Allopurinol and febuxostat use and cardiovascular mortality
There was no beneficial effect of allopurinol and febuxostat therapy on cardiovascular death (HR = 1.08; 95% CI, 0.86–1.37) (Fig. 4).
Discussion
Our systematic review evaluated evidence from real-world studies assessing the impact of treatment of hyperuricemia on all-cause mortality [29]. Meta-analysis of all included studies showed no correlation between the treatment and all-cause mortality. However, subgroup analyses showed its beneficial effect on all-cause mortality in patients with chronic kidney disease, and hyperuricemia, with risk reduction in both clinical conditions by 14%, but not in these with heart failure, with risk increase of 28%. Substantial heterogeneity was noted both in the main analysis, and in subgroup analyses. Additionally, only in 7 included studies was propensity score matching used. Therefore, the overall evidence about the association of urate-lowering therapy with all-cause mortality in real-world clinical settings is of suboptimal quality. However, the funnel plot suggested a low possibility of publication bias towards studies reporting favorable effects of XOI.

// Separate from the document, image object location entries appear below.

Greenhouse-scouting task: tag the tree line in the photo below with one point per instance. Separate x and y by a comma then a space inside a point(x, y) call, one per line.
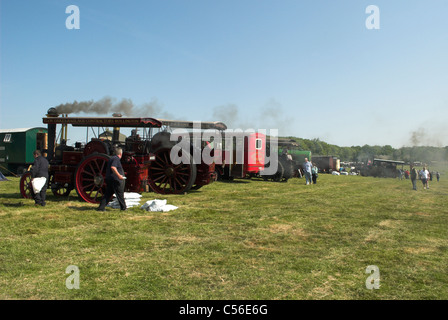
point(424, 154)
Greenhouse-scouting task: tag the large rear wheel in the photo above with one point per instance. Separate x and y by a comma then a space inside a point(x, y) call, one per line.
point(60, 189)
point(25, 185)
point(165, 177)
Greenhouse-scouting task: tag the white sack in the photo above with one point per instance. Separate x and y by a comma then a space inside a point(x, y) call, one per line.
point(158, 206)
point(38, 184)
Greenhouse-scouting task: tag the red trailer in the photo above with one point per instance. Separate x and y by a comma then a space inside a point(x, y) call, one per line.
point(241, 155)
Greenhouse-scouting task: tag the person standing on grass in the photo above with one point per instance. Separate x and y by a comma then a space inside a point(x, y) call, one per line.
point(39, 170)
point(414, 175)
point(115, 181)
point(307, 168)
point(424, 175)
point(314, 171)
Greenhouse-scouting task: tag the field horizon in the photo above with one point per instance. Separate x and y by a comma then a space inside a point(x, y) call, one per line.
point(244, 240)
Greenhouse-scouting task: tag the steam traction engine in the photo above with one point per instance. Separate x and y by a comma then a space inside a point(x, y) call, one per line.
point(146, 160)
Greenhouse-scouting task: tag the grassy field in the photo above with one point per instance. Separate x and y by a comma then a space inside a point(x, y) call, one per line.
point(246, 239)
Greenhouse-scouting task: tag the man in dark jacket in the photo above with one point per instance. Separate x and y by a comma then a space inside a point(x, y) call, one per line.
point(115, 181)
point(39, 170)
point(414, 176)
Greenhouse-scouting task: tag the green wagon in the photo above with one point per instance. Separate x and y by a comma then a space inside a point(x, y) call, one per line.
point(17, 146)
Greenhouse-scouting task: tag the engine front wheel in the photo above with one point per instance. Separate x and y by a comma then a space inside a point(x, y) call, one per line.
point(165, 177)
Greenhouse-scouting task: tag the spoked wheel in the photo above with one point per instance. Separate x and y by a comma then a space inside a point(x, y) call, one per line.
point(60, 189)
point(90, 177)
point(25, 185)
point(165, 177)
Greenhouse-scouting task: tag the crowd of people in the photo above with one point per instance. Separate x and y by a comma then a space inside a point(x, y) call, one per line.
point(424, 175)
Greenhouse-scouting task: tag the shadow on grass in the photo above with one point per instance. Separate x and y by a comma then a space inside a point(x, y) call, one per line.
point(14, 205)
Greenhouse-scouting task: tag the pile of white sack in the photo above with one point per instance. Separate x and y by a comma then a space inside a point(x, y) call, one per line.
point(131, 199)
point(157, 205)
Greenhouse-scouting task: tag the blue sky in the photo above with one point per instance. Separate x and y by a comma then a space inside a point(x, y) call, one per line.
point(308, 68)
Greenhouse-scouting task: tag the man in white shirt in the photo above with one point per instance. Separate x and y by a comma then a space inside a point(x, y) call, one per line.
point(424, 177)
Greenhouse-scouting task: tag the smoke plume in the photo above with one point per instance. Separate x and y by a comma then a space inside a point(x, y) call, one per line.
point(108, 105)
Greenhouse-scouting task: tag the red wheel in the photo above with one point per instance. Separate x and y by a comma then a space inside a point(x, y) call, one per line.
point(90, 177)
point(60, 189)
point(165, 177)
point(25, 185)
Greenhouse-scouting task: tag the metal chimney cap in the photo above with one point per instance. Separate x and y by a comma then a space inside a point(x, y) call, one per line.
point(52, 112)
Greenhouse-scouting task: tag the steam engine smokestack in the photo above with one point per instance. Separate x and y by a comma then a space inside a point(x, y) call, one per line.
point(52, 112)
point(116, 132)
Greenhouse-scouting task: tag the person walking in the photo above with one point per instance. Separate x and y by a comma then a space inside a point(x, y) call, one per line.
point(307, 168)
point(414, 176)
point(115, 181)
point(314, 171)
point(424, 175)
point(39, 171)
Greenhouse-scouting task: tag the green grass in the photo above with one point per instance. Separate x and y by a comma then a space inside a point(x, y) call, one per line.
point(248, 239)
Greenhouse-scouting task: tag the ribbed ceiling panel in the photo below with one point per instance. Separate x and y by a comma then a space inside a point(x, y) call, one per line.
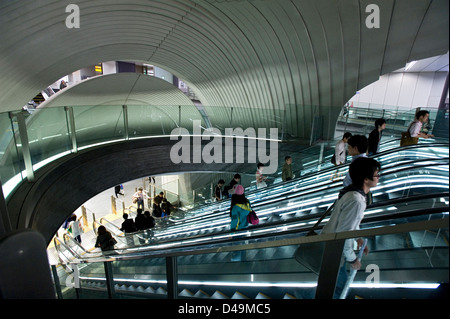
point(302, 56)
point(120, 89)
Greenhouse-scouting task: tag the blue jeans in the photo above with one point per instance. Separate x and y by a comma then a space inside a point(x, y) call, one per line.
point(341, 280)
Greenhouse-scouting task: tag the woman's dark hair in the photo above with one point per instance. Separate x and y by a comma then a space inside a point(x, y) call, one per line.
point(237, 199)
point(421, 113)
point(362, 168)
point(360, 141)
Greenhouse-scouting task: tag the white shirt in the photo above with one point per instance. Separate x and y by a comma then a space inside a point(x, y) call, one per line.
point(347, 215)
point(348, 180)
point(75, 225)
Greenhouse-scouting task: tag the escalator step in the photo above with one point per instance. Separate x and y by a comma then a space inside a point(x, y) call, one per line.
point(219, 295)
point(161, 291)
point(186, 293)
point(239, 295)
point(260, 295)
point(202, 294)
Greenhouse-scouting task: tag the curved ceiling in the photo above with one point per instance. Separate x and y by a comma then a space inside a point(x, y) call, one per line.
point(119, 89)
point(250, 53)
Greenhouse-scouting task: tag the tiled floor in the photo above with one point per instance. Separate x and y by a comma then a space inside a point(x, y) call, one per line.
point(100, 206)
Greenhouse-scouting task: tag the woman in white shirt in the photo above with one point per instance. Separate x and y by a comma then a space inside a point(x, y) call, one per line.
point(416, 126)
point(349, 211)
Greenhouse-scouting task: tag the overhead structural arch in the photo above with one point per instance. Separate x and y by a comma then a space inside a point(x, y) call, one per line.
point(303, 57)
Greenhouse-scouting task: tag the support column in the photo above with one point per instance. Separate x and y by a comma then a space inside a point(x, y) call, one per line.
point(172, 277)
point(125, 122)
point(109, 280)
point(71, 127)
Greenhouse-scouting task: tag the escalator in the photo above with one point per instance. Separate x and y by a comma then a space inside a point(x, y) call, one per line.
point(413, 190)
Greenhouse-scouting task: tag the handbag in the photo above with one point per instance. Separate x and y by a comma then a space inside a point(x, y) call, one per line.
point(310, 255)
point(252, 218)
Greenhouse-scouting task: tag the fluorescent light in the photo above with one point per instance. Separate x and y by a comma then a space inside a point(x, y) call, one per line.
point(271, 284)
point(410, 65)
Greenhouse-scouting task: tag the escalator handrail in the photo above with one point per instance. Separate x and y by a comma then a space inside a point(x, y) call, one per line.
point(345, 165)
point(312, 191)
point(313, 217)
point(231, 245)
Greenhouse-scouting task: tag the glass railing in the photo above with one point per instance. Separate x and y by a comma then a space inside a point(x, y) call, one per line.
point(416, 176)
point(389, 157)
point(411, 255)
point(28, 142)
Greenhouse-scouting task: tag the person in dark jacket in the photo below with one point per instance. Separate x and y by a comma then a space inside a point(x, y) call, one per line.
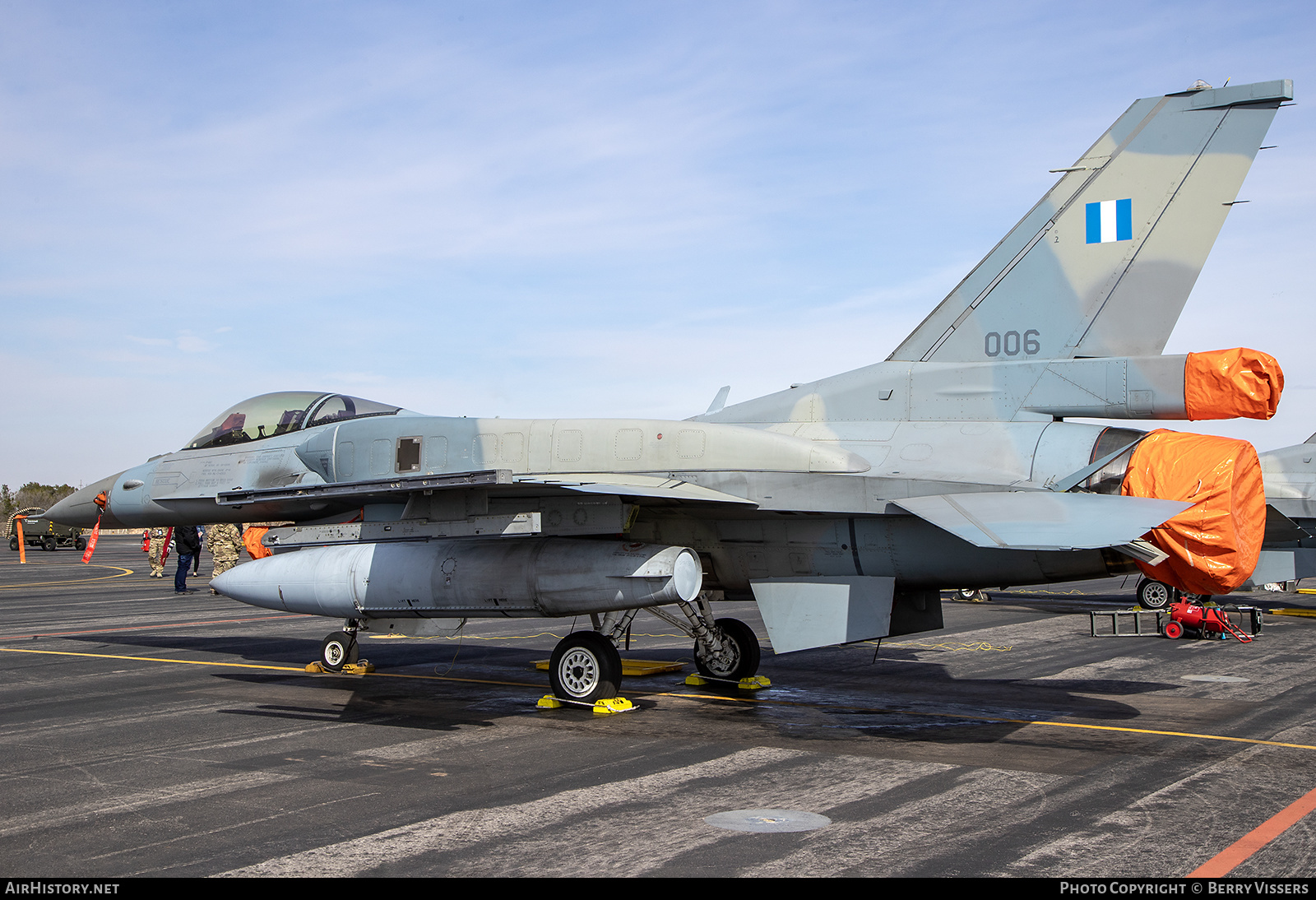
point(188, 546)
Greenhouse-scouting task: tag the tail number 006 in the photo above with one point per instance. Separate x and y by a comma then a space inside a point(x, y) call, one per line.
point(1011, 342)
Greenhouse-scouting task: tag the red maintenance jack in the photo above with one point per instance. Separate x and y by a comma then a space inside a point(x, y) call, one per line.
point(1207, 623)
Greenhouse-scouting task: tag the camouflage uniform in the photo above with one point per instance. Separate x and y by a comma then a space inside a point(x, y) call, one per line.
point(224, 541)
point(157, 551)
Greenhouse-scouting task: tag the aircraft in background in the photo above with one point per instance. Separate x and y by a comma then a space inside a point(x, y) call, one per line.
point(842, 505)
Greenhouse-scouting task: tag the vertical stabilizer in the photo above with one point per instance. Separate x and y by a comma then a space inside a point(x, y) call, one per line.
point(1105, 262)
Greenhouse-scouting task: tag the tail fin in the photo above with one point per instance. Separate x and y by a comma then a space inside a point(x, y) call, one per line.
point(1105, 262)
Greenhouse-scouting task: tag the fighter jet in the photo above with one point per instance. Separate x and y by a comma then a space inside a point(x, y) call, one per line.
point(841, 507)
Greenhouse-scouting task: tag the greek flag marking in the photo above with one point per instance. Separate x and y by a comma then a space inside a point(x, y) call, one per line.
point(1110, 220)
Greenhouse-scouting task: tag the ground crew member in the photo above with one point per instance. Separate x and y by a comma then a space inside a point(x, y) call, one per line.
point(157, 551)
point(188, 544)
point(224, 541)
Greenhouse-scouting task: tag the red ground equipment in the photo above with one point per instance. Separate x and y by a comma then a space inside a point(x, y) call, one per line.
point(1208, 621)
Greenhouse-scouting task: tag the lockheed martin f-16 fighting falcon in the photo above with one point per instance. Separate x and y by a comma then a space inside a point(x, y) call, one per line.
point(841, 507)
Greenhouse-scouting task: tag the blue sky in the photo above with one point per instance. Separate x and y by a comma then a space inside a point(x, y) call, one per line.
point(568, 208)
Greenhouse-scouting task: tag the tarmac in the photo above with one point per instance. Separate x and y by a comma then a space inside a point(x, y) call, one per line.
point(151, 733)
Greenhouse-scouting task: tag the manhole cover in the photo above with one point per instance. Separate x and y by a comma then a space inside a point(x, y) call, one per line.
point(767, 820)
point(1228, 680)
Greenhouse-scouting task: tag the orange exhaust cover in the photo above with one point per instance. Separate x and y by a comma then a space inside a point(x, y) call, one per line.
point(1215, 544)
point(252, 541)
point(1232, 384)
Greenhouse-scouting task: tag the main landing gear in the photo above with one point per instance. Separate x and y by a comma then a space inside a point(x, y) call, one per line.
point(340, 649)
point(586, 666)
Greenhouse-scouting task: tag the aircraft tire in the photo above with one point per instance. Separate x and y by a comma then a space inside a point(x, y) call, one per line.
point(337, 650)
point(585, 667)
point(745, 653)
point(1155, 595)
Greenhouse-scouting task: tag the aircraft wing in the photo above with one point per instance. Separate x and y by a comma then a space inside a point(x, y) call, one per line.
point(1043, 520)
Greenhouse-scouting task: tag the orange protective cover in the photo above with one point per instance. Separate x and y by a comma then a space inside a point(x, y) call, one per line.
point(252, 541)
point(1214, 545)
point(1230, 384)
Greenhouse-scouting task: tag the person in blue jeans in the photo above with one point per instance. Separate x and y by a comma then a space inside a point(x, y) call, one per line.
point(188, 544)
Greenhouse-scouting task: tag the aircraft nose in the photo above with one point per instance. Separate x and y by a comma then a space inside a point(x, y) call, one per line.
point(81, 509)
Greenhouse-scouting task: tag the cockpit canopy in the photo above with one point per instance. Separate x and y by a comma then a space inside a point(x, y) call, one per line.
point(278, 414)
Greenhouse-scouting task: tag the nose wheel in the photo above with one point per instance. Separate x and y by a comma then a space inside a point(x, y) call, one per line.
point(1156, 595)
point(737, 656)
point(585, 667)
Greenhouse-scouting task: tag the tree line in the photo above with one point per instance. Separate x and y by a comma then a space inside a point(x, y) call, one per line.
point(32, 495)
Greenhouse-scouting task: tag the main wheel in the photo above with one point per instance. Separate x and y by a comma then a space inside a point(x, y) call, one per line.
point(1155, 595)
point(740, 652)
point(585, 667)
point(337, 650)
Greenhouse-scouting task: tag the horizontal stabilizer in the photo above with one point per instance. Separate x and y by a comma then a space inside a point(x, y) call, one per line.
point(1277, 566)
point(1041, 520)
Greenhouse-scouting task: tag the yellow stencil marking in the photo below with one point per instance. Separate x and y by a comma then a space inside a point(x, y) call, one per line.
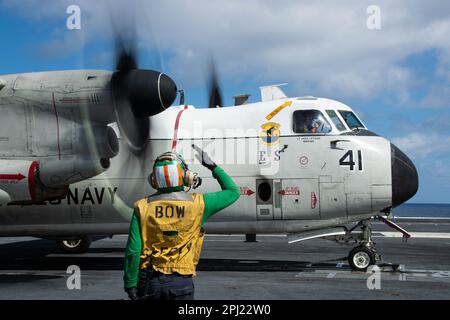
point(278, 109)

In patients with heart failure, cellular damage leads to increased amounts of hypoxanthine and xanthine, which are converted to uric acid. Therefore, increased serum uric acid levels in patients with heart failure are frequently observed. Moreover, elevated serum uric acid levels in this population are considered a risk factor for poor outcome. XOI were proven to improve cardiac function in early studies. However, a series of clinical trials on urate-lowering therapy in heart failure failed to show clinical benefits [30]. XO, mediating conversion from hypoxanthine and xanthine to uric acid, forms reactive oxygen species, resulting in oxidative stress. However, other metabolic pathways are also involved in the generation of reactive oxygen species in heart failure [31]. Most probably, this is the reason why XOI are not effective in limitation of oxidative stress in heart failure, which results in lack of clinical benefits, as shown in our meta-analysis. In other words, overproduction of uric acid is a compensatory mechanism, eliminating toxic products of purine catabolism, and serum uric acid level is a marker of severity of cell death and oxidative stress in heart failure. The treatment with uric acid-lowering drugs may increase mortality and should be avoided in this subgroup of patients.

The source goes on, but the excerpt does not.